Implement the DFJ formulation in the model below and solve your random instance:

def solve_tsp(points, subtours=[], vartype=GRB.BINARY, solver="glpk", silent=True):
    points=list(points)
    V = range(len(points))
    E = [(i,j) for i in V for j in V if i<j] # complete graph

    m = gp.Model("TSP0")
    if silent:
        m.setParam(GRB.Param.OutputFlag, 0)
    ######### BEGIN: Write here your model for Task 1
    ## Vars
    
    ## Objective
    
    ## Constraints
    
    ######### END
    
    m.display
    #m.write("tsplp.lp")
    m.optimize()
    
    if m.status == GRB.status.OPTIMAL:
        print('The optimal objective is %g' % m.objVal)
        return {e: x[e].X for e in E}
    else:
        print("Something wrong in solve_tsp")
        raise SystemExit

If we try to solve the small instance on 20 cities with this model, ie:

solve_tsp(ran_points, subtours)

we get out of memory (you can be more lucky but if so try increasing your instance with a few more cities).

Beside the DFJ formulation with cutting plane procedure there are other formulations for the TSP that we saw in class and that have a polynomial number of constraints:

• the MTZ formulation (C. E. Miller, A. W. Tucker, and R. A. Zemlin, “Integer programming formulations and traveling salesman problems,” J. ACM, 7 (1960), pp. 326–329)

• the Flow with Gain by Svestka (JA Svestka, "A continuous variable representation of the TSP," Math Prog, v15, 1978, pp 211-213)

• the step model by Dantzig ("Linear Programming and Extensions" 1963, Dantzig G.B.)

Your tasks:

• Argue that the formulations are correct for the traveling salesman problem, that is, show that a solution to the traveling salesman satisfies all constraints given and that a solution with subtours would be ruled out by the formulation.

• Solve the instance on the 20 random nodes with the formulations given keeping the integrality requirement for the main variables so that the optimal solution can be found.

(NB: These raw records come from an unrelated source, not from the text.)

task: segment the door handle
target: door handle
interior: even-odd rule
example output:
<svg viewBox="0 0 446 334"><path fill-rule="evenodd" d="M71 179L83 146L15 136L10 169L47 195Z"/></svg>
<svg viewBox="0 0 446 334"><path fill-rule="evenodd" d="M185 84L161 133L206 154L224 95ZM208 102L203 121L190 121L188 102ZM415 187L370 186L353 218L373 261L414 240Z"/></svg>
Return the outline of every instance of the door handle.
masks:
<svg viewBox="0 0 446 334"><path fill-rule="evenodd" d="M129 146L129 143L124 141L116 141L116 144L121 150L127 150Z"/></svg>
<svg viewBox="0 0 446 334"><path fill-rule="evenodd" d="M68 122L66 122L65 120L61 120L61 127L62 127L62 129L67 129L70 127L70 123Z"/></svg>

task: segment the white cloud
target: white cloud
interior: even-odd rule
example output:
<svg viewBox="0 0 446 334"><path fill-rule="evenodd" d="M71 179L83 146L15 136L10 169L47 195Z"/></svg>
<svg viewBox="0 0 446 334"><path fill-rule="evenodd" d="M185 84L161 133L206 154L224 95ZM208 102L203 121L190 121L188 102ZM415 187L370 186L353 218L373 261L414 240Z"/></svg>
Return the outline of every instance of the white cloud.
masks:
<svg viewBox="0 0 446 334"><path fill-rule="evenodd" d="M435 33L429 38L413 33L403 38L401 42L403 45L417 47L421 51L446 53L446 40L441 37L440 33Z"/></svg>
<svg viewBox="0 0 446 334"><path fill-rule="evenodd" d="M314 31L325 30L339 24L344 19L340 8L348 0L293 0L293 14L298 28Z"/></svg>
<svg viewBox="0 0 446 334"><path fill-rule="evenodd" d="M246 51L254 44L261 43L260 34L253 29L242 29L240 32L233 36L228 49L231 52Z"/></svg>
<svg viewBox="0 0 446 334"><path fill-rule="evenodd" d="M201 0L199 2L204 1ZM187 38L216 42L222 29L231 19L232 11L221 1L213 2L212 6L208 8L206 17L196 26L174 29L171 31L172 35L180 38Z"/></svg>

Which formulation is the fastest to solve the problem? How many branch and bound nodes are needed in each formulation to find the optimal solution?

• Compare the DFJ and MTZ formulations on the basis of the quality of their linear relaxations on the instance with random points and on the instances dantzig42, berlin52.dat, bier127.dat. Can they all solve these instances? Which formulation provides the tigthest LP relaxation?

• Experiment ideas to solve the instance. For example, try combining the DFJ formulation with one of those here.